Preparation began in the off-season with summer projects to help with the prototype process. In the fall, sub teams are trained to deal and work with programming and other tools to do with robotics.

And while the team is on schedule, the business and media subsection is ahead of the game.

Jack Drigger, a freshman at Holmes Junior High, explains what the media team does and how it is preparing for regionals.

      1. Robotics media team: Jack Drigger

The team does not fall short of sponsors.

At around $18,000 a year, UC Davis pays for all the club’s competition fees. Various schools and colleges pay the Citrus Circuits $15,000-20,000 a year. InVideo, a software company, contributes up to $10,000 a year.

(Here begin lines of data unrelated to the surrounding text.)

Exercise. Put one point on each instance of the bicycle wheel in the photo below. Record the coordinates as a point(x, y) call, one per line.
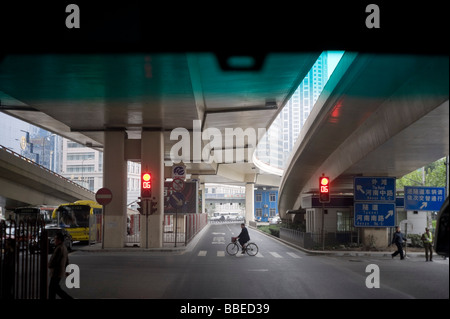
point(252, 249)
point(232, 249)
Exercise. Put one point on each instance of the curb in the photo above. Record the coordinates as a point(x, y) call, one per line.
point(338, 253)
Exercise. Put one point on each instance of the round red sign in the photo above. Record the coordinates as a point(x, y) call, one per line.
point(103, 196)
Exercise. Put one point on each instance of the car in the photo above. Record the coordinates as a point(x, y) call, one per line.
point(51, 232)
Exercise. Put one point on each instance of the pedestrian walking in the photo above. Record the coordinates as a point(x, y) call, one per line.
point(57, 265)
point(398, 240)
point(427, 239)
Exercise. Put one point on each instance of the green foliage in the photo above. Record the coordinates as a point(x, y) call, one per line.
point(432, 175)
point(273, 230)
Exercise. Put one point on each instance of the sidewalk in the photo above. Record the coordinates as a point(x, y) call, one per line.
point(167, 247)
point(343, 253)
point(181, 248)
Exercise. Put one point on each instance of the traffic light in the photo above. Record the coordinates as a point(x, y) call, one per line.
point(153, 208)
point(141, 208)
point(146, 185)
point(324, 189)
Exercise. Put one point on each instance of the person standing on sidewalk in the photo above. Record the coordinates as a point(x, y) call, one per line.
point(57, 265)
point(427, 239)
point(398, 241)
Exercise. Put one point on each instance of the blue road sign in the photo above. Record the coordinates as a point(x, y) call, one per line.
point(374, 189)
point(372, 214)
point(424, 198)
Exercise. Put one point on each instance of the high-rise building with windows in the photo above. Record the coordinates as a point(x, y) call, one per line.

The team is also sponsored by Schilling Robotics with $10,000 a year, as well as other corporate sponsors. The Davis Joint Unified School District funds the club as well as the parents of the students with a third of the $200,000 budget.

Previous Citrus Circuits accomplishments

Club adviser Stephen Harvey stands in M-01. Harvey attributes the club’s success to its hardworking student members.

The Pomelo Pummeler came in second place in the Houston World Championship in 2017. The year before that, Citrus Circuits had won first place for its robot, Adrian.

“The biggest thing we do to prepare for competition is building the robot,” sophomore Caroline Korinke said.

Korinke is on the team’s business and media sub team, and mainly updates the build blog to keep track of the robot’s progress.

Citrus Circuits is the first team to make it to the semifinals or finals of the world championships five years in a row.

In 2015, the team won all three regional competitions and the world championships. They won all three regional competitions again in 2016 and made it to the semifinals of the world championships.

Victories like that take preparation and time.

“Competitively we’ve worked really hard to become as good as we can and building […] a world class robot each year,” math and robotics teacher Stephen Harvey said.

Guided by its team captain, senior Amanda Liu, the club works tirelessly to build the robot in time for the upcoming season.  According to Harvey, who is the club’s adviser, the students are the backbone and heart of the Citrus Circuits team.

      2. Stephen Harvey on how Citrus Circuits runs

The entire team will be able to attend the Sacramento Regional from March 21 to March 24 at UC Davis.

The Central Valley Regional, which will also have a travel team of 45, occurs from April 4 to April 7.